转换器是函数，它们获取 PyTorch 图中特定 PyTorch 操作实例，并将其转换为正在构建的 TensorRT 图中的等效 TensorRT 操作集。它们使用 @torch_tensorrt.dynamo.conversion.dynamo_tensorrt_converter 装饰器注册到 Torch-TensorRT。在代码层面，转换器接收当前的转换状态（ConversionCtx）、图中要转换的下一个操作符以及该节点的参数，并返回该操作的占位符输出，同时副作用是将必要的 TensorRT 层插入到 TensorRT 网络中。

from typing import Dict, Sequence, Tuple, Union

import tensorrt as trt
from torch.fx.node import Argument, Node, Target
from torch_tensorrt.dynamo import CompilationSettings
from torch_tensorrt.dynamo.conversion import ConversionContext

转换器元数据¶

@torch_tensorrt.dynamo.conversion.dynamo_tensorrt_converter(
    # The PyTorch operation to convert, when this operation is encountered, this converter will be called
    torch.ops.aten.gelu.default,
    # Validators are functions that determine that given a specific node, if it can be converted by the converter
    capability_validator=lambda node, settings: (
        "approximate" in node.kwargs and node.kwargs["approximate"] == "tanh"
    ),
    # Can this converter be used in cases where the input shapes are dynamic
    supports_dynamic_shapes=True,
    # Set the priority of the converter to supersede the default one
    priority=torch_tensorrt.dynamo.conversion.ConverterPriority.HIGH,
    # Whether the converter requires a dynamic output allocator to run (e.g. data dependent ops)
    requires_output_allocator=True,
)

对于定义转换器的装饰器，有一个必需参数和几个可选参数。所有转换器都需要一个目标操作符，其理念是当图中存在 torch.ops.aten.gelu.default 的实例时，将调用此转换器。
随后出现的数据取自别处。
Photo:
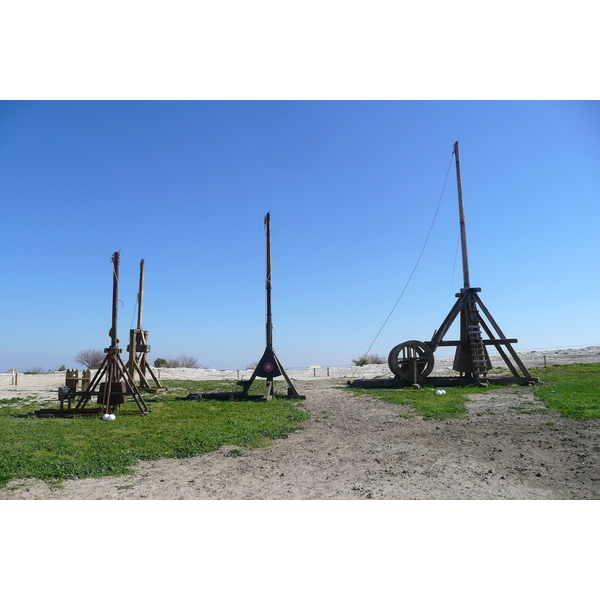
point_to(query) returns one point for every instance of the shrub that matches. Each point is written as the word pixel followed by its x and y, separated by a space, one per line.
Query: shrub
pixel 182 361
pixel 369 359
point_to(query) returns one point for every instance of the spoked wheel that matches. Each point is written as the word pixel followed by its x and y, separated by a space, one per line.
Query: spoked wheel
pixel 412 360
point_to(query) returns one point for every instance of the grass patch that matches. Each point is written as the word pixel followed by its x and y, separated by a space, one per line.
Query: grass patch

在目标操作符之后，您可以提供额外的元数据，这些元数据定义了转换器的能力以及该转换器相对于针对该目标的其他可能转换器的优先级

定义转换器能力的主要工具是 capability_validator 参数，它是一个 lambda 函数，接受图中的特定节点以及用户编译设置，并返回一个布尔值，指示该转换器是否可用于该节点。这个验证器函数在图分区阶段之前针对转换器目标操作的每个实例运行。在此阶段没有通过验证器的转换器的节点将在运行时在 PyTorch 中执行。这在您只想在特定情况下使用自定义转换器时非常有用，就像在我们只希望在 approximate == "tanh" 时使用我们的转换器的情况一样。

与验证器不同的是 supports_dynamic_shapes 参数，它是一个布尔值，指示在输入形状为动态的情况下是否可以使用该转换器。如果此参数设置为 False，在用户提供的输入为动态的情况下，此转换器将被禁用。如果没有支持动态形状的替代方案，该操作将在 PyTorch 中运行。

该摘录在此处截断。